Heme proteins such as hemoglobin and myoglobin play an essential role in stabilizing molecular oxygen for transport and storage. The oxygen carrying portion of the red blood cell is hemoglobin, a tetrameric protein molecule composed of two identical alpha globins (alpha 1, alpha 2), two identical beta globins (beta 1, beta 2) and four heme molecules. A heme molecule is incorporated into each of the alpha and beta globins to give alpha and beta subunits. Heme is a macrocyclic organic molecule that contains an iron atom at its center; each heme can combine reversibly with one ligand molecule, for example oxygen. In a hemoglobin tetramer, each alpha subunit is associated with a beta subunit to form two stable alpha/beta dimers, which in turn associate to form the tetramer (a homodimer). The subunits are noncovalently associated through Van der Waals forces, hydrogen bonds and salt bridges. Ligands, particularly oxygen, bind reversibly to the reduced form of the iron (ferrous, Fe 2+) in the heme. Other ligands which compete with oxygen for the heme group include carbon monoxide and nitric oxide.

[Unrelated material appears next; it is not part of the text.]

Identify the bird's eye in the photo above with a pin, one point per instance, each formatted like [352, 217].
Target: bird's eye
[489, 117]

It is not always practical to transfuse a patient with donated blood. The well known complications of blood transfusion namely incompatibility reactions, disease transmission, immunosuppression and the storage limitations of erythrocytes points to the need for the development of blood substitutes devoid of these shortcomings. In these situations, use of a red blood cell substitute is necessary. A “blood substitute” is a preparation that does not necessarily replace blood in all of its functions, but an emergency resuscitative fluid that is capable of efficiently transporting oxygen to tissue. This fluid, however, must be free of toxic side-effects, as well as of agents of disease such as bacteria and viruses.
For over 50 years, efforts directed to the development of a blood substitute have focused on hemoglobin (Hb). Hemoglobin (Hgb) is the oxygen-carrying component of blood. Hemoglobin circulates through the bloodstream inside small enucleate cells called erythrocytes (red blood cells). Hemoglobin is a protein constructed from four associated polypeptide chains, and bearing prosthetic groups known as hemes. The erythrocyte helps maintain hemoglobin in its reduced, functional form. The heme iron atom is labile to oxidation, but may be reduced again by one of two enzyme systems within the erythrocyte, the cytochrome b5 and glutathione reduction systems.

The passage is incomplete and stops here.